Après deux ans d'attente et une démo entre les deux, nos espagnols décidèrent de repartir à la conquête de l'Europe avec ce
Gates of Oblivion pour le moins standard. Dans le power-épique-lyrique metal, où on chante des histoires de chevaliers et de dragons, où parfois on fait la musique de jeux vidéos et où parfois aussi on se couvre de ridicule.
La qualité et la technicité sont toujours au rendez vous, et le style de
Dark Moor est fixé pour de bon dans cet album : à la base sur un heavy speed, d'une grande technicité tant pour la guitare que la batterie ; viennent s'y greffer des chœurs masculin et la voix d'Elisa Martin, curieusement androgyne à tel point qu'on a parfois l'impression d'avoir affaire à un haute-contre.
On peut cependant leur reprocher une trop grande ressemblance avec les
Symphony of Enchanted Lands et autres rhapsodiques, qui à la longue devient pesante... Il arrive également que le mélange précité perde de sa subtilité, laissant l'impression d'une « recette » capable de faire office de solution de facilité.
Le groupe s'essaye également à un exercice périlleux, qui vaut la peine d'être noté : transposer le Dies Irae du Requiem de Mozart, chefs d'œuvre par excellence. Il n'est pas facile de transposer de tels chants, néanmoins c’est assez réussi.
Le Dies Irae occupe une place assez particulière dans la musicologie catholique ; jadis lu lors des enterrements, il célèbre le jour du jugement dernier et le retour triomphal du Christ. Le Dieu dont on invoque la colère n'est pas un dieu d'amour, mais bel et bien le dieu vengeur et destructeur de l'ancien
testament, celui qui poursuit les ennemies de son peuple et accorde la vengeance à ses fils...
L'impression de violence, de majesté implacable et terrible, devait marquer l'esprit des fidèles, leur inculquer la crainte de l'enfer et de ce qui y mène, le mal... Ou ce que l'Église définissait comme tel.
Le chœur à quatre voix utilisé par Mozart communiquait parfaitement ce sentiment de puissance implacable et grandiose, sobre et d'une majesté sans égale.
Le recours au Valcavasia´s choir s'avère judicieux, de ce point de vue le résultat est bon. Sans prétendre au niveau d'une interprétation de Karajan, la qualité des chœurs est indéniable. Trop longue pour être reprise intégralement, le choix des passages empruntés au texte d'origine, en latin médiéval, s'avère judicieux. Les trois premiers strophes font offices de refrain, et incontestablement le Dies iræ, dies illa,
Solvet sæclum in favilla,
(Jour de colère, que ce jour là / Où le monde sera réduit en cendres) scandé à chaque strophe, produit son petit effet.

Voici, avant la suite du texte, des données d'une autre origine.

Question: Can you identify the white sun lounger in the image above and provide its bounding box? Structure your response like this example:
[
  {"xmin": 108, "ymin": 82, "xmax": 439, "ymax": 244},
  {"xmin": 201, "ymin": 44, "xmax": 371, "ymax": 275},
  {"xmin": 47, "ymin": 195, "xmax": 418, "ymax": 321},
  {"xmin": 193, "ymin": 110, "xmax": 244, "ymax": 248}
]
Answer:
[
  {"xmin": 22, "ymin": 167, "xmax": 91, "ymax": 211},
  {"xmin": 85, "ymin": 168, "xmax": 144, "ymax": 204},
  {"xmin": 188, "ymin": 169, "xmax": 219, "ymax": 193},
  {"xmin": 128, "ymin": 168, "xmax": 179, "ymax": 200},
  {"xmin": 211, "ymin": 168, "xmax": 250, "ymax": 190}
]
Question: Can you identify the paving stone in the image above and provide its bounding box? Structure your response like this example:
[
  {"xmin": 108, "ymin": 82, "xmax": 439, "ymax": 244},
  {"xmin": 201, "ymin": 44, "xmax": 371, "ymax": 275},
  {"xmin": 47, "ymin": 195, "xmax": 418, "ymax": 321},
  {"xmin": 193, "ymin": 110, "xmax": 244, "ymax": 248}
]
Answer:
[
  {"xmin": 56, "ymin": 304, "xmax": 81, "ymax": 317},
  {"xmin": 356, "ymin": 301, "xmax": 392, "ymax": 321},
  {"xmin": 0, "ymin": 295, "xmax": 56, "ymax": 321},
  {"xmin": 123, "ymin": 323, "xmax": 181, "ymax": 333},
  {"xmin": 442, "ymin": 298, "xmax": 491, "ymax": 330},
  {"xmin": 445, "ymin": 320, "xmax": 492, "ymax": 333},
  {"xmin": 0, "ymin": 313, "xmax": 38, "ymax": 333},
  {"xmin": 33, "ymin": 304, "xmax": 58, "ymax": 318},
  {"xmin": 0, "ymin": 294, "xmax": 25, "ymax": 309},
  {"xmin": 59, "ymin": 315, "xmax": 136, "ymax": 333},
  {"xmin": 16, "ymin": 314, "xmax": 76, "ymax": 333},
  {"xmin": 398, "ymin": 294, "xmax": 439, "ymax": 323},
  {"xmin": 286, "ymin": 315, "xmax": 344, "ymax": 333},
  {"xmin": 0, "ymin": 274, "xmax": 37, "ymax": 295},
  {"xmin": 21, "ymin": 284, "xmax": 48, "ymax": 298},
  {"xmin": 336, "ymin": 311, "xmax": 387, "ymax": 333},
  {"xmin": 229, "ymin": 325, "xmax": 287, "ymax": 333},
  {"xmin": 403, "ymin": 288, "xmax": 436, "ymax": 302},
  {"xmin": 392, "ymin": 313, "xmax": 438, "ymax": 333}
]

En revanche, la voix d'Elisa Martin, qui s'associe au chœur, n'y trouve pas sa place et pour cause ; la soprano ne participant pas, dans l'œuvre de Mozart, à ce passage. Ajout peu réussi donc, mais qui ne gâche en rien le reste de sa performance en chant solo.
Starsmaker, en revanche, est une énième inspiration de l’œuvre de Tolkien, Elbereth, ou Varda, étant l’une des principales déesses du Silmarillion. C’est elle qui forge les étoiles à l’aide de la rosée de l’arbre Telperion, d’où le titre de la chanson ; et d’où la vénération que lui portent les hauts Elfes et les innombrables chants qu’ils composent sur elle, et d’où cette chanson visant à se placer dans la continuité. C’est assez réussi, Elisa Martin adoucissant sa voix pour s'associer la mélodie.
Un bon opus donc, qui consolide encore la forte identité musicale du groupe, et s'inspire de sources « classiques » sans pour autant sombrer dans le ridicule.